Montreal, August 30, 2018 – The decision by the Federal Court of Appeal to block the project to expand the Trans Mountain pipeline under the pretext that Ottawa has not consulted the indigenous population adequately shows yet again that the project approval process in Canada is not working and is sending investments fleeing to our competitors.
“In Canada, getting approval for an energy infrastructure project and implementing it amounts to a real feat, even for expansion of an existing pipeline!” says Germain Belzile, Senior Associate Researcher at the MEI. “It’s harder than elsewhere to move forward with major projects, which is why investments are fleeing to the United States and overseas.”
This morning, the Federal Court blamed Ottawa for failing to meet its constitutional obligations toward the First Nations by neglecting to address their concerns in connection with this Kinder Morgan project.
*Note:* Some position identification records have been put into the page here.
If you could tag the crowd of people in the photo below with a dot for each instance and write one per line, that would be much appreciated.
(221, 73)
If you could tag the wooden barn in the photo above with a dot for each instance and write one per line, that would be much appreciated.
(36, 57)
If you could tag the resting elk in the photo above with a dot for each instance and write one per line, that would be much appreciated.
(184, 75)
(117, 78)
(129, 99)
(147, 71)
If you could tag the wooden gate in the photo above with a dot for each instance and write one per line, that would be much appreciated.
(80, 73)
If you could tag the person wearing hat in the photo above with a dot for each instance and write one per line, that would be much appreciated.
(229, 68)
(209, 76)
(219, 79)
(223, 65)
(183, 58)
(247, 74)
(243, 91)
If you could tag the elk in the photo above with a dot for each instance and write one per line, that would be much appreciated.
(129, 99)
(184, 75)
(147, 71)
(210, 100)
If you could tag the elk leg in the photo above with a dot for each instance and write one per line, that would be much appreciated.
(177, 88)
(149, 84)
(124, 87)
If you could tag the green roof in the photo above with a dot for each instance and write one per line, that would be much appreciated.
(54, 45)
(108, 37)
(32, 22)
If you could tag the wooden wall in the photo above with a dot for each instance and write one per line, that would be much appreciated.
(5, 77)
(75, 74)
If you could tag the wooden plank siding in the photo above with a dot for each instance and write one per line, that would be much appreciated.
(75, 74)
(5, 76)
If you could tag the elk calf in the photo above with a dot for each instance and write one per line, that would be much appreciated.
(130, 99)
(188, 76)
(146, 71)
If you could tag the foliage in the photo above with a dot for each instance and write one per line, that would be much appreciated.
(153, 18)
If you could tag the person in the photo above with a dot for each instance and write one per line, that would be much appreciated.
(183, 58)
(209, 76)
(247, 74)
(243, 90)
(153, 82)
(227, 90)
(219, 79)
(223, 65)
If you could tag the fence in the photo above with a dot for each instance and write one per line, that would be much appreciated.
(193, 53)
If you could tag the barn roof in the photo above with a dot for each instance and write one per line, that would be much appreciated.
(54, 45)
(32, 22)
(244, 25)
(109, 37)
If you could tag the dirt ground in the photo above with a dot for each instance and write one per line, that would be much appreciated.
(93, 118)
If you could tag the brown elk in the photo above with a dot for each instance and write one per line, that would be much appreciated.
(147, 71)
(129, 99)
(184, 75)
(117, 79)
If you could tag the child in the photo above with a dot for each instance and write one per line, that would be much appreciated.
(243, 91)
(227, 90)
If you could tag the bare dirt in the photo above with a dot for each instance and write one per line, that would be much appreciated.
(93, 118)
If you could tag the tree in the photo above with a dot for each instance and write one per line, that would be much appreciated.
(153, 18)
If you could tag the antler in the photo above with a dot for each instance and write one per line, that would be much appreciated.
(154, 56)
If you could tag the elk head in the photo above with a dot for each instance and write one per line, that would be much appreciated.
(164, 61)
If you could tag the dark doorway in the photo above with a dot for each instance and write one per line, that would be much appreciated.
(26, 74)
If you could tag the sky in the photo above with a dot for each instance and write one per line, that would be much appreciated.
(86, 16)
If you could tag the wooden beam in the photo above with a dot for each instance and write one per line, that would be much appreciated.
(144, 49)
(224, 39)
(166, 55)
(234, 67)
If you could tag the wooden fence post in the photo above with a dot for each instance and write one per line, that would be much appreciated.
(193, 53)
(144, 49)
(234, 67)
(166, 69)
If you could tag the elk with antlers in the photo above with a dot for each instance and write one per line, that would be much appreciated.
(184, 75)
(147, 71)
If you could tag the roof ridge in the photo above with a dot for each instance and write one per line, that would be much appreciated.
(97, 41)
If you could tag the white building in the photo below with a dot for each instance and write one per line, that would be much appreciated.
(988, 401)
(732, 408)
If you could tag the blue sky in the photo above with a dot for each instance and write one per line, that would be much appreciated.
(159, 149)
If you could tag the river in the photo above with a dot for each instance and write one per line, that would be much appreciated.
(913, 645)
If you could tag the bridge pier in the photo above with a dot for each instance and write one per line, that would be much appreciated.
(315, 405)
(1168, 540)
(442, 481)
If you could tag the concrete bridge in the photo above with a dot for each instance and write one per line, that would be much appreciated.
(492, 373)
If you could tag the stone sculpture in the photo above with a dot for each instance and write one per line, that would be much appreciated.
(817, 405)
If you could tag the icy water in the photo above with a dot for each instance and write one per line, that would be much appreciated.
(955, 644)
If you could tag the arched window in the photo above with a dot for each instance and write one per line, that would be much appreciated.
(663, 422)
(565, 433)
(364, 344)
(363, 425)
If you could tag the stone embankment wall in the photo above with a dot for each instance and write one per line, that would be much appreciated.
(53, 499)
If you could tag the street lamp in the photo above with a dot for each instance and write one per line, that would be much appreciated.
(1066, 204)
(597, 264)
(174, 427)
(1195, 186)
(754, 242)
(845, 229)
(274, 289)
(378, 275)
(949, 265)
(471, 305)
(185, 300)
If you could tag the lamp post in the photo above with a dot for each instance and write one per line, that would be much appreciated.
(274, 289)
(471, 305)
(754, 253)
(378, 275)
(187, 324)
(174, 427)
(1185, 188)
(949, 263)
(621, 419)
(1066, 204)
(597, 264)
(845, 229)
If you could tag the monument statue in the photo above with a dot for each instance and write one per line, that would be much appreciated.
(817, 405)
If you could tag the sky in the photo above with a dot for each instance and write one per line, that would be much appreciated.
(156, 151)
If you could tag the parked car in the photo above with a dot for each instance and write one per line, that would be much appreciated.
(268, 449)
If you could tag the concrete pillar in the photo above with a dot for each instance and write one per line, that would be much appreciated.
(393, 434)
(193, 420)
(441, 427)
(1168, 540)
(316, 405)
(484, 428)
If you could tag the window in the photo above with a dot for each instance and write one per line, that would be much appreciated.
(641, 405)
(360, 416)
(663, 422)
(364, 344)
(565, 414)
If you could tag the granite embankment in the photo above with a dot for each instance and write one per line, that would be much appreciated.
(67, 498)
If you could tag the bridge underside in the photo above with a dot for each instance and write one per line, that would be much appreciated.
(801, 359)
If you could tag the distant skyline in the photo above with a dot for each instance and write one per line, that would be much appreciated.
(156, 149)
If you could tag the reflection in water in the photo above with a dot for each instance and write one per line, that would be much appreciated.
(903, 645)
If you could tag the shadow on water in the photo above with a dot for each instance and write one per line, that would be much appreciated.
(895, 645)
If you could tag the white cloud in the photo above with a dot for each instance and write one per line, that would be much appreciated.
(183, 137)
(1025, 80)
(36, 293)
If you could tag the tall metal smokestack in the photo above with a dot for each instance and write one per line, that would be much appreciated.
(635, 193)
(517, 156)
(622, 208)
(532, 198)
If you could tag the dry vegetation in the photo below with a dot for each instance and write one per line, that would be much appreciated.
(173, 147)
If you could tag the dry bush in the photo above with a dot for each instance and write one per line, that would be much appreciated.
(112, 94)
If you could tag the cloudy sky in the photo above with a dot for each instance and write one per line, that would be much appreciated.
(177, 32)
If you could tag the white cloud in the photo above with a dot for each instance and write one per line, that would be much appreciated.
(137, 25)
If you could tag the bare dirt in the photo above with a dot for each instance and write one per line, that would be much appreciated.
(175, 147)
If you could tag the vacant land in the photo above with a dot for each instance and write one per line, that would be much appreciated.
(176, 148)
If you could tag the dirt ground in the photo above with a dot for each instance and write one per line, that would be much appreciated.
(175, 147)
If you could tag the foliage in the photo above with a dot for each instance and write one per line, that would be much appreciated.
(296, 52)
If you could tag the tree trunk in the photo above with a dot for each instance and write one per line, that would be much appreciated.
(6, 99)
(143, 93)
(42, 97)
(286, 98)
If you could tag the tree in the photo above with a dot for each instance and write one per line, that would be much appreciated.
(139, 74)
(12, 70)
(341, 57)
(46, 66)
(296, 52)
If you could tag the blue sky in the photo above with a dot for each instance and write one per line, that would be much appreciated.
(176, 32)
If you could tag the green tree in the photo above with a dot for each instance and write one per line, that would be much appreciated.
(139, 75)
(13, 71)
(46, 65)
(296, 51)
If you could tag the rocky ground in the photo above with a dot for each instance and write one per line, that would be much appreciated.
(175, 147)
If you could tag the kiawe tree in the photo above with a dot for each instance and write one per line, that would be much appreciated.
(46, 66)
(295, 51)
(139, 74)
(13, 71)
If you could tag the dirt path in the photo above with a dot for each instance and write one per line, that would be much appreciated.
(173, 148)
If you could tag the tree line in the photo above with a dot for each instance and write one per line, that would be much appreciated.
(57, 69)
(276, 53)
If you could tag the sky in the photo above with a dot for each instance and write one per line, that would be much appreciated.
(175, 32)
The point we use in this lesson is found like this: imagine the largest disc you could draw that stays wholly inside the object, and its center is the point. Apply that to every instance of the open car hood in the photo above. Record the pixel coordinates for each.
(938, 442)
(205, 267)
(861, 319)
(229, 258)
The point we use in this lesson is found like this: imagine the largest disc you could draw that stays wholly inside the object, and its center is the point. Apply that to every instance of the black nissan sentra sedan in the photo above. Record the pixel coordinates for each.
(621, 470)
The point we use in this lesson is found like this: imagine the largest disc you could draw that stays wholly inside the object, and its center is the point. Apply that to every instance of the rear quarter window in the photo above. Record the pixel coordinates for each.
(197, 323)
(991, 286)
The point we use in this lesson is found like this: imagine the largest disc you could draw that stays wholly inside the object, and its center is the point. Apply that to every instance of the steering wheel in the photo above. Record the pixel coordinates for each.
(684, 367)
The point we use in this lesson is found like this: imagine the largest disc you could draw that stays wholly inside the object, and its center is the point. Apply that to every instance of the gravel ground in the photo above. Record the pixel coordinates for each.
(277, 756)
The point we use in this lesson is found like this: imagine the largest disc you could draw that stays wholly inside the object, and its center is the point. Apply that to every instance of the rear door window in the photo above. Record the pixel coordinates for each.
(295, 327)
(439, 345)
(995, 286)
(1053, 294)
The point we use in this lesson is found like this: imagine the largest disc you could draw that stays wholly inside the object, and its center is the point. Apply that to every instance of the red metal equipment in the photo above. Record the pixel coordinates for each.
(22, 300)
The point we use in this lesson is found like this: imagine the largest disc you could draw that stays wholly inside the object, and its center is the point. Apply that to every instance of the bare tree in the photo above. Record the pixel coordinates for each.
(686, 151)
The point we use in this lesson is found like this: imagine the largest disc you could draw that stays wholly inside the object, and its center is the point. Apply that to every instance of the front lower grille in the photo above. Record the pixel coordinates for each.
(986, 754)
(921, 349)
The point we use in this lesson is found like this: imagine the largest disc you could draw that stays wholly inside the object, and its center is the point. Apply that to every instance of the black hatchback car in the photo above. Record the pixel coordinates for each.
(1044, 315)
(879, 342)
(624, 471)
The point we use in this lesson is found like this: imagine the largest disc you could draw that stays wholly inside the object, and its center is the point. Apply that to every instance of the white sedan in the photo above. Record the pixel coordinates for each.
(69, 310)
We note that Kinder Morgan, whose shareholders approved this morning the sale of the Trans Mountain project to Ottawa for $4.5 billion, had indeed consulted the First Nations. Many indigenous communities were even in favour of the project, and the company had received all the permits and approvals required for the project.
“The government will now have to guzzle $4.5 billion of taxpayers’ money on a project that can’t even go ahead, Mr. Belzile states. “Once again, investors are receiving the same message: ‘don’t come and do business here.’ Not only is the regulatory process expensive and time-consuming, but companies can’t even rely on it once it’s completed.”